Multifunctional conductive polypyrrole nanocomposites

Two novel conductive polymer nanocomposites have been fabricated and studied for potential electronics industry applications: PPy/SiC nanocomposites and PPy/TiO2 nanocomposites. Conductive polypyrrole nanocomposites are fabricated via a facile oxidative polymerization approach using p-toluene sulfonic acid as a dopant. The effects of the nanoparticles loading, ratio of oxidant to monomers, and nanoparticle morphology (spheres and rods) on the physicochemical properties are investigated. Various characterization methods are carried out to determine the material properties. Thermal gravimetric analysis demonstrates an improved thermal stability of polypyrrole in the polymer nanocomposites (PNCs) with a higher decomposition temperature.

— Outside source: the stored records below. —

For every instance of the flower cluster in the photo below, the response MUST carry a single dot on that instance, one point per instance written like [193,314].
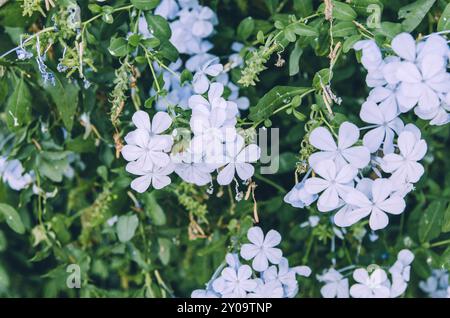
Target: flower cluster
[212,143]
[261,279]
[415,77]
[191,24]
[436,286]
[390,149]
[369,284]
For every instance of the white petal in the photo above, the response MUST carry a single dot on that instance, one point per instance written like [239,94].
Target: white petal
[321,139]
[374,138]
[141,184]
[406,142]
[256,235]
[273,238]
[378,219]
[226,175]
[251,153]
[161,122]
[141,120]
[244,170]
[405,46]
[371,113]
[160,181]
[215,91]
[316,185]
[358,156]
[381,189]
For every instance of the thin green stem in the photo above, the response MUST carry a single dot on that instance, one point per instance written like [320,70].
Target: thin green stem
[270,182]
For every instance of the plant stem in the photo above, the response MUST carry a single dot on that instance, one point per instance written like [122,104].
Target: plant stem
[440,243]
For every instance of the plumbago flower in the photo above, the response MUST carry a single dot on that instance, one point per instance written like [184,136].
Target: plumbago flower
[343,152]
[404,166]
[262,249]
[212,143]
[334,183]
[145,146]
[436,286]
[416,78]
[382,200]
[238,161]
[374,283]
[234,279]
[191,24]
[386,123]
[13,173]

Powder X-ray diffraction analysis demonstrates the crystallinity of polypyrrole and poor crystallinity is observed for the PNCs with higher nanoparticle loading. The electron transport in PNCs follows a quasi 3-d variable range hopping conduction mechanism as evidenced by the temperature-dependent conductivity function. Experimental results demonstrate that PPy nanocomposites have higher conductivity than that of the pure PPy. A Transmission Electron Microscope (TEM) image of the nanocomposite revealed well-dispersed TiO2 particles in the PPy matrix. Conductivity of PPy/TiO2 nanocomposites oxidized by FeCl3 has a higher conductivity than the PPy/TiO2 nanocomposites oxidized by APS which may be from the lower oxidation/reduction potential of FeCl3.